Purification, characterization, and reconstitution of the Ca2+-transport system (high-affinity Ca2+, Mg2+-ATPase) of the human erythrocyte membrane.

: The Ca2+-transport system of human erythrocyte membranes was solubilized by deoxycholate in the presence of the nonionic detergent Tween 20 and was purified by calmodulin affinity chromatography. The method yields a functional enzyme, which as compared with the erythrocyte membrane was purified 207-fold based on specific activity, and about 330-fold based on protein content. The activity of the isolated enzyme can be increased about 9-fold by the addition of calmodulin, resulting in a specific activity of 10.1 mumoles/mg . min at 37 degrees C. Triton X-100 and deoxycholate stimulate the calmodulin-deficient Ca2+-ATPase in a concentration dependent manner, which results in a loss of the calmodulin-sensitivity. The Ca2+-transport ATPase could be reconstituted after solubilization of the ATPase by deoxycholate and controlled dialysis near room temperature. The system was reconstituted to form membraneous vesicles capable of energized Ca2+ accumulation. The membrane vesicles showed a protein to lipid ratio (approx. 60% protein and 40% lipid) similar to that of the original erythrocyte membrane.
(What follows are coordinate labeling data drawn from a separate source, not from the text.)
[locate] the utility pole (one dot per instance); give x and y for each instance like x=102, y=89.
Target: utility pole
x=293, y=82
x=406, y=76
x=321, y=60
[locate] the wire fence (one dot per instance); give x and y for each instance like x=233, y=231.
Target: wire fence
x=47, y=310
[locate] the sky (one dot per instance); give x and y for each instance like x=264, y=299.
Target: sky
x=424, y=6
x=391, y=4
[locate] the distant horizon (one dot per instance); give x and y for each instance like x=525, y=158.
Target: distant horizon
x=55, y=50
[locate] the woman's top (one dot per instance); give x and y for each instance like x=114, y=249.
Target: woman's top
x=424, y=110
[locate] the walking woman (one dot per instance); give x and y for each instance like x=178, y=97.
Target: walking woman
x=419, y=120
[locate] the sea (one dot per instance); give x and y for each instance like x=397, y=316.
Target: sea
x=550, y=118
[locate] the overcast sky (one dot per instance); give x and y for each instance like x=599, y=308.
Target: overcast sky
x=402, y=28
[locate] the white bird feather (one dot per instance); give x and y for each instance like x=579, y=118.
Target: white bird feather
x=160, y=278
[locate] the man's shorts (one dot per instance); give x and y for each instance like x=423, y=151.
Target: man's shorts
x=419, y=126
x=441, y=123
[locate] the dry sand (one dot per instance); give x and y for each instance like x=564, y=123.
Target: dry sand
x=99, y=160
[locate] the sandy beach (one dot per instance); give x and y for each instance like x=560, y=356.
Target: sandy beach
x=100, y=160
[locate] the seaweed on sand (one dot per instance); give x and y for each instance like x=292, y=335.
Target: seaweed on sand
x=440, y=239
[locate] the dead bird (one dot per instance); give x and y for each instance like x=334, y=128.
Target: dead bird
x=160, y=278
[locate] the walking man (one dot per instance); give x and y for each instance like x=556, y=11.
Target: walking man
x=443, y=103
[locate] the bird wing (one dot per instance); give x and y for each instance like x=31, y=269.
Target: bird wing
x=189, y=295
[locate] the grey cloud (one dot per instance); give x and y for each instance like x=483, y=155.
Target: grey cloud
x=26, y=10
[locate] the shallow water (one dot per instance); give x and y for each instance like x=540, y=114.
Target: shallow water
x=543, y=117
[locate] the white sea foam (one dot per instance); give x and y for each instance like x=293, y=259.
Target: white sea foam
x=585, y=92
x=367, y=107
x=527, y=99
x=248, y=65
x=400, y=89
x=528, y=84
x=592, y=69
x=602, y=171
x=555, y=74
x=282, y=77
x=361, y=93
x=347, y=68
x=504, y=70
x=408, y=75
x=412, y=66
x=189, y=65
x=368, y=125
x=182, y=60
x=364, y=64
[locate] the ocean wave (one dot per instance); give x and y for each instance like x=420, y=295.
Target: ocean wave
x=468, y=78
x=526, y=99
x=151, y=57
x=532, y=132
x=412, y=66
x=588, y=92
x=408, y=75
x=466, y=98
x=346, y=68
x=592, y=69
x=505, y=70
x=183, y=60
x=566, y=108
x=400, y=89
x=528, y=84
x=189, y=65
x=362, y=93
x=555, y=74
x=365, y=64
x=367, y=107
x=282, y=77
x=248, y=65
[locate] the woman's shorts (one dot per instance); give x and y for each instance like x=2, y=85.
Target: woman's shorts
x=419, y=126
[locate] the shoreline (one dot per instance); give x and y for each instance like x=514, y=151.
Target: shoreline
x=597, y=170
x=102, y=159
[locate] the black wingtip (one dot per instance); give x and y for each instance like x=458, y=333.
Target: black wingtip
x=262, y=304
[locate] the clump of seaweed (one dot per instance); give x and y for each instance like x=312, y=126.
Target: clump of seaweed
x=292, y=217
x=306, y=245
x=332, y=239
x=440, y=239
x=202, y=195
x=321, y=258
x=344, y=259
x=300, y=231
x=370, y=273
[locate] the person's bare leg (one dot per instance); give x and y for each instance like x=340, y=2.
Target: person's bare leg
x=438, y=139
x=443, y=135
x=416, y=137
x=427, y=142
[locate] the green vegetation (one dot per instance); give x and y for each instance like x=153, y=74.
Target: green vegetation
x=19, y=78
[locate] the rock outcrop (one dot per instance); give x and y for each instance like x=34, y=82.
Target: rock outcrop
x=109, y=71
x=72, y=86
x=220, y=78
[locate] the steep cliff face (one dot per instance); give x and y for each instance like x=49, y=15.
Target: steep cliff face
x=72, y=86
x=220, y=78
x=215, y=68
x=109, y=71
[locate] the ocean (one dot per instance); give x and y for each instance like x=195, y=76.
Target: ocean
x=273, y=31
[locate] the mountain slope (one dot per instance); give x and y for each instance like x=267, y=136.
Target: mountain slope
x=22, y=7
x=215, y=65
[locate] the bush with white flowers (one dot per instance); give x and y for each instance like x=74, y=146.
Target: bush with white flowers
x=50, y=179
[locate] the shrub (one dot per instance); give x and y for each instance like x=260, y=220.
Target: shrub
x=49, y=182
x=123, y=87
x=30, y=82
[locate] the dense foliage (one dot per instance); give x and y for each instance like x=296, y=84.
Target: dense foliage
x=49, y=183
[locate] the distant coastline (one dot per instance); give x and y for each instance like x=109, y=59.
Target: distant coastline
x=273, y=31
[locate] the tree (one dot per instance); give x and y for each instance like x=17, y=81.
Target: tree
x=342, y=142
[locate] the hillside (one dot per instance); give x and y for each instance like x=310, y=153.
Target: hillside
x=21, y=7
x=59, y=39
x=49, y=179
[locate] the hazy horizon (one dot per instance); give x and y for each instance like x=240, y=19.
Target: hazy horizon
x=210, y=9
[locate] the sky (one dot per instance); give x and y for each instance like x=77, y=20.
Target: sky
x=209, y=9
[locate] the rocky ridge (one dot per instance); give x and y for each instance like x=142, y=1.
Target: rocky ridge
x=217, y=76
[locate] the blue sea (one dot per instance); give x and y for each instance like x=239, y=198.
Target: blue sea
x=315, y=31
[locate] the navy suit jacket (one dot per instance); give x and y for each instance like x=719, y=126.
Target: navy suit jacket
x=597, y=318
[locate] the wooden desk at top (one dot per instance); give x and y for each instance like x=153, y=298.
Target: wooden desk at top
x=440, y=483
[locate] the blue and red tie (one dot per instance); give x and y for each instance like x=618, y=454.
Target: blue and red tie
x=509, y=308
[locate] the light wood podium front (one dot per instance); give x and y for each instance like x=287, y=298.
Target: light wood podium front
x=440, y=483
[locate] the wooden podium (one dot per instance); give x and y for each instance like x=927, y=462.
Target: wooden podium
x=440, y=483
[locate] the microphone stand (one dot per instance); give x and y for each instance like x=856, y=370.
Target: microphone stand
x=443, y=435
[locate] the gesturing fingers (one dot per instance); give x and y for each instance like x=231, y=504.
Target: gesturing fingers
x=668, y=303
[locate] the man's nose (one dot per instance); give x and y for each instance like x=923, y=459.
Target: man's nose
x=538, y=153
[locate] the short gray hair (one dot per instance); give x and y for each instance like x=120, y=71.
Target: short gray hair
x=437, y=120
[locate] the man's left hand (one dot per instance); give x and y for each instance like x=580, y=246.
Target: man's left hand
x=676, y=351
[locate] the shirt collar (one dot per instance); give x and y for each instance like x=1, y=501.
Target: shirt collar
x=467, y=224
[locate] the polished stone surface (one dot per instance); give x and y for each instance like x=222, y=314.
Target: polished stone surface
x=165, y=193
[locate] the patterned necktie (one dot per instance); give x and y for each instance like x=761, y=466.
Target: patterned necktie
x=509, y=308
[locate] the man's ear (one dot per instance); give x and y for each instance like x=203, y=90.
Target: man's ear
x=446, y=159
The stimulation by calmodulin of the calmodulin-depleted membrane-bound and partially purified Ca2+-ATPase is strongly time dependent. At a Ca2+-concentration of 40 microM and low calmodulin concentrations, approx. 120 min are required to regain full activity. This time period is decreased to about 15 min in the presence of a high excess of calmodulin. Vice versa, at fixed concentrations of calmodulin, the time necessary for regain of full activity is decreased as the Ca2+ concentrations is increased. The dependence of the Ca2+-ATPase activity on the calmodulin concentration shows strong deviation from Michaelis-Menten kinetics at Ca2+ concentrations below (4--10 microM) and above (200 microM) the optimum concentration of 40 microM. Mathematical analysis of the results at 200 microM Ca2+ leads to the assumption that 4 calmodulin molecules interact with one oligomer of Ca2+-ATPase consisting of 4 identical subunits.